Sie schien auf die Frage vorbereitet zu sein, und ihre Antwort war schmerzhaft ehrlich: »Die Sammlung als Ganzes lässt sich nicht erhalten. Ein paar Leute im Ruhestand wollen aushelfen. Und Studierende, die noch in der Stadt sind. Ich arbeite an einer Liste. Wir müssen alles dokumentieren, und wir brauchen einen Plan, wie wir Exemplare auf mehrere Orte verteilen. Wir sollten davon ausgehen, dass wir vieles ganz verlieren.«
»Ich könnte Ihnen mit den undichten Stellen helfen«, sagte er, als hätte er nicht genau verstanden, wovon sie sprach, »wir könnten durch die Decke nach oben steigen .«
». aber das Gebäude ist nicht zu retten.« Sie sagte es erstaunlich sanft. »Nicht wenn wir langfristig denken.

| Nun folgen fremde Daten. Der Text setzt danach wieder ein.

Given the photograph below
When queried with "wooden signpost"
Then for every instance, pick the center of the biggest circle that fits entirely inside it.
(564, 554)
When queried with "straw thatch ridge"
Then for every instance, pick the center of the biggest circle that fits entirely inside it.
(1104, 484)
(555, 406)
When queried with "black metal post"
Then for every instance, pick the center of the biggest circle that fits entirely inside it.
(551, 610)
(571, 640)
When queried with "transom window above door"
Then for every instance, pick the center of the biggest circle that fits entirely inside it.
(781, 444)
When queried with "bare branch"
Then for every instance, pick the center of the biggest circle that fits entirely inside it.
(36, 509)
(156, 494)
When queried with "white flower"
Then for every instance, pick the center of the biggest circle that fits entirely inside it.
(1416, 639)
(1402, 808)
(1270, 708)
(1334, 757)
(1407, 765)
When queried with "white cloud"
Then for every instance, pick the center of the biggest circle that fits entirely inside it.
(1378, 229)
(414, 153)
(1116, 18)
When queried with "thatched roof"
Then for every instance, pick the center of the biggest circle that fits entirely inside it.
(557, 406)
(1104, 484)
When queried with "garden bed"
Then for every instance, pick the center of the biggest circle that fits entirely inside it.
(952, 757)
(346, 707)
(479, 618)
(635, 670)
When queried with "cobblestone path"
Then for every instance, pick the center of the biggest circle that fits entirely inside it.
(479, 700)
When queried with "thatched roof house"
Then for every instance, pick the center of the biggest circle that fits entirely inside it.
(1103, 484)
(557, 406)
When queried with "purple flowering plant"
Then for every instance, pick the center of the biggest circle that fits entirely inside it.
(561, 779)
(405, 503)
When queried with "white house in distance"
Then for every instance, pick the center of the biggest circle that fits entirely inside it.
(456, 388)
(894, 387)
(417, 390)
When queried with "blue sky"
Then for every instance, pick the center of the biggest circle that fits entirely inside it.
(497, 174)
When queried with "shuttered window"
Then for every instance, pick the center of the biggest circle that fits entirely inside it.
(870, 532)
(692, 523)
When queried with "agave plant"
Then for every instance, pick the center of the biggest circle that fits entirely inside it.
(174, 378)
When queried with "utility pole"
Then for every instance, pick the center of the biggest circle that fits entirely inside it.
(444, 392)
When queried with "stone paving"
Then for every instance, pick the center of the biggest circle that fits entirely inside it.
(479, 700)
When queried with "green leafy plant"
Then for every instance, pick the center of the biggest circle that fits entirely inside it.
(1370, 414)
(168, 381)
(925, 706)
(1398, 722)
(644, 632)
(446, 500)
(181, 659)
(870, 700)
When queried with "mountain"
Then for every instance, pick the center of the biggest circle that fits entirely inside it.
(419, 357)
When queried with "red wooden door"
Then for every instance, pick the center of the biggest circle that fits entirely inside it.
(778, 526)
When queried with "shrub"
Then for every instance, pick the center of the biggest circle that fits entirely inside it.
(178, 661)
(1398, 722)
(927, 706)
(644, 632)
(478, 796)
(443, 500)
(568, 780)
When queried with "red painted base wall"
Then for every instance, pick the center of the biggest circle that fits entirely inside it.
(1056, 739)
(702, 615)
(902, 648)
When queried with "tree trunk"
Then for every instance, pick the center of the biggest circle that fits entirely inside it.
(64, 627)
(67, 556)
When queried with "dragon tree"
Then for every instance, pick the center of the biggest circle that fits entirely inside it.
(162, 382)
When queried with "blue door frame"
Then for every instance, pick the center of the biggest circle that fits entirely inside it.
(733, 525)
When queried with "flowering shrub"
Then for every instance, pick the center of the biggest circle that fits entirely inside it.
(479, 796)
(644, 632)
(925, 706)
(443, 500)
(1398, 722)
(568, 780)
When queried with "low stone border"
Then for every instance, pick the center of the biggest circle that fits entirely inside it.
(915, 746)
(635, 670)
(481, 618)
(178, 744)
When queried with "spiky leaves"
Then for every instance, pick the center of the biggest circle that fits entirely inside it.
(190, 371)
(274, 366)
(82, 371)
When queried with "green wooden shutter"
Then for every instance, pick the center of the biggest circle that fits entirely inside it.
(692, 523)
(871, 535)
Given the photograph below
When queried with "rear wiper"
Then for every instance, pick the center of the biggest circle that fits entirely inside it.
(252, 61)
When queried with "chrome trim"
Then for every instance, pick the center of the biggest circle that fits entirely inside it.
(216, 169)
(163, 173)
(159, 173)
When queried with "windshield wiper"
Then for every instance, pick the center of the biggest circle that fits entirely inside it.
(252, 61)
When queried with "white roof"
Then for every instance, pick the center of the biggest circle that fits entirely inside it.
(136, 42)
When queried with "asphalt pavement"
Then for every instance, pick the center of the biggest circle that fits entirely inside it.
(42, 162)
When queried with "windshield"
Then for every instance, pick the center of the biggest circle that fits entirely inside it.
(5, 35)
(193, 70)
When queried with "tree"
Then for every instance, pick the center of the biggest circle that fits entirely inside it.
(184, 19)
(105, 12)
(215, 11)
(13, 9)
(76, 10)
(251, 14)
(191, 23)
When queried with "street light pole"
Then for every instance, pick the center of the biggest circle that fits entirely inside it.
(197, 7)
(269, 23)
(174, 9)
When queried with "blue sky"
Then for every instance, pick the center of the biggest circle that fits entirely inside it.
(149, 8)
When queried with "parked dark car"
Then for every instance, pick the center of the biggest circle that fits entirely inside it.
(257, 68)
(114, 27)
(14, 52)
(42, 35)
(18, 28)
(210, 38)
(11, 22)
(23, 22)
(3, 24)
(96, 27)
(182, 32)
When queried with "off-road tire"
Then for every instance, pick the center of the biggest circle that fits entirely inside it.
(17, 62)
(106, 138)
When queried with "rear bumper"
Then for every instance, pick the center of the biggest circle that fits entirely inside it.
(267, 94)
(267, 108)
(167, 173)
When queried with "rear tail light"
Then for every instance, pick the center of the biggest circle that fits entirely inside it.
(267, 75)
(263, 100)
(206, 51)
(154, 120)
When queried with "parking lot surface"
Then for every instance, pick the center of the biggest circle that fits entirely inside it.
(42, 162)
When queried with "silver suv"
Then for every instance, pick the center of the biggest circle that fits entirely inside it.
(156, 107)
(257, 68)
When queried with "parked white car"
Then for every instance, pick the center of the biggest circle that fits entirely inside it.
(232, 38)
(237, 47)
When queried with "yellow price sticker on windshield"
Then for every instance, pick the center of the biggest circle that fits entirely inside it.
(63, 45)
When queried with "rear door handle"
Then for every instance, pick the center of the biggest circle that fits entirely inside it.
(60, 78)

Und wir sollten übers nächste Semester hinausdenken, oder auch übers nächste Jahr. Selbst wenn die Satelliten funktionieren, werden die Verbindungen immer wackliger - Sie wissen doch, was nach dem letzten Erdrutsch im Landesinneren passiert ist. Wir werden wieder Bücher brauchen, zumindest für einige Zeit. Vielleicht auf Dauer. Aber dann dürfen die Bücher nicht zu Brei geworden und auf dem Campus weggesperrt sein.«
»Und was retten wir? Außer Pope natürlich?«
»Pope. Und alles über Tierhaltung. Geographie. Geologie. Wie man Zähne zieht. Wie man einen Bauernhof führt.« Jetzt lachte sie. »Einen Einödhof!«
Jude fröstelte, aber es war kein neues Frösteln: Es begleitete ihn seit Jahren. Die Kälte war ihm unter die Haut gekrochen, als er begriffen hatte, dass die Welt, für die er geschaffen war, rings um ihn zerfiel. Und er würde mit ihr untergehen, er würde immer noch von Cafés und WLAN träumen, während sich die jungen Leute darauf einstellten, in den neuen Wäldern zu leben, die schon jetzt die verlassenen Wohnblöcke am Stadtrand überwucherten.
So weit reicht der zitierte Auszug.